Ravenous (Metal Blade)
An interview with Henri Sattler
by Scott Hefflon
This is your second time to the U.S.?
Yeah. We toured hear last time with Cannibal Corpse, and now I’m in the states for a few days doing interviews. We hope to be back for the summer to tour.
The record isn’t even out yet here…
It comes out April 24th [gotta love the time lag, eh?], but it’s been out on Europe since February. The schedule in the States was really crowded so we had to wait. And they needed more time to promote it.
For Ravenous, you used Tony Laureano (Angel Corpse, Nile) as a session drummer, but he’s not a permanent member?
He’s busy with Nile, but he’ll help us whenever he can. Roel, our last drummer, had good job opportunities and was afraid that they would never come around again, so he quit the band because he couldn’t quit his job. We’d been touring a lot since ’99’s Bloody Blasphemy – two European tours, a US tour, a Japanese tour, and a lot of festivals – and that’s a lot of time to spend away from home…
Did he quit at a “good” time, or did he leave you in the lurch?
He left after the Japanese tour but before we were to write the new album. It was good that he finished all the tours with us, but it was fucked up that he wouldn’t be there to record the album with us.
Did he play an active part in writing the songs?
No, not really. We just had no one to play the parts, and that’s a problem. We couldn’t find anyone in Holland or Germany or Belgium or France; there just aren’t many good drummers. But we knew Tony for a long time and that Angel Copse had split up, so that seemed like a good idea. We called to ask if he’d do it and he said yes. We flew him in, and a few days later we had the drum parts we wanted. He was with us for only a week: A few days of rehearsals, and then three days of recording. He was a very quick learner.
Had you sent him a tape of any of the new material?
Yes, we’d recorded a tape with a drummer we knew we couldn’t record with so Tony could hear the rhythms.
That must’ve been an interesting plane ride! Here’s this guy listening to a tape and slapping his thighs and pounding his feet, thundering like a pro!
Yeah, and by the time he got here, he knew what he wanted to play.

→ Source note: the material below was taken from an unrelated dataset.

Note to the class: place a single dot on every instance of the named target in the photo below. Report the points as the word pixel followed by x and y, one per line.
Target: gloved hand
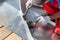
pixel 42 20
pixel 29 4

It went really well.
Ravenous seems more straight-forward and faster than Bloody Blasphemy.
It’s definitely faster, and the songs are shorter. Our songs used to last five or six minutes, but most of the songs on this record don’t even last three-and-a-half minutes!
The last record had more baritone vocals and keyboards and stuff.
That’s true. This one is more pure. We still have the typical God Dethroned melodies so it’s not like we really changed the basic idea, but we have less keyboards – only on one song, I think – and more death metal style on this record. We really grew as a band, having played so many shows after Bloody Blasphemy. We also try to add diversity between songs and between albums to keep it interesting for the fans. And for us.
Have you toured with bands that might’ve led you to this faster, shorter style?
Well, we’ve toured with a lot of death metal bands recently – Immortal, Morbid Angel, Cannibal Corpse, and Ritual Carnage – but we haven’t really changed. We’re still very melodic, but maybe we did get a little more death metal…
You started as a straight-forward death metal band, right?
We started in 1990 as a very brutal death metal band. Our first album, The Christhunt, was an extreme album. There weren’t many melodies, just blasting all the time. Then we broke up. We reformed in 1996 with a new line-up, and while we do some of the songs from the old God Dethroned, the band became much more melodic, as it’s been every album since then.
What bands did you “come up with” in Holland?
Holland is a very small country. I can only think of Warfare, Asphyx, and The Gathering at the moment… Everyone knows each other here, but I wouldn’t say everyone is influenced by each other. Most of our influences would have to be Scandinavian or US death metal bands, I guess.
I thought of Grave when I first heard Ravenous…
It might be the guitar sound. We like them and Scandinavian death and black metal a lot, so I can understand you hearing the similarities. We have a Swedish touch…
Who else do you consider peers?
I didn’t know At the Gates personally, but I have emailed with Jensen, who is now in The Haunted and Witchery, and he very much likes God Dethroned.
During your break from God Dethroned, you were in a thrash band, right? I can hear some definite thrash elements in the melodic death metal style you play.
Yes, and I think At The Gates had a lot of thrash in their riff as well, but they were tuned so low, it sounded like death metal. Thrash metal is a musical style that’ll probably never be as big as death metal, but a lot of people like it, and it influences many people who do not play thrash metal.
What bands did you listen to that made you want to start your first band?
Nuclear Assault, the first Death album, and later, the first Entombed, the first Dismember, the first Darkthrone, the first Morbid Angel… Those bands, and those records in particular, influenced me a lot.
Speaking of Death, I notice you close out Ravenous with Death’s “Evil Dead,” that’s from Scream Bloody Gore, right?
Yes. We played on a tribute to raise money for Chuck (Schuldiner, guitarist/vocalist of Death and Control Denied), and the song turned out really well. When we recorded it for this album, the only thing we changed was that we play blastbeats during the chorus.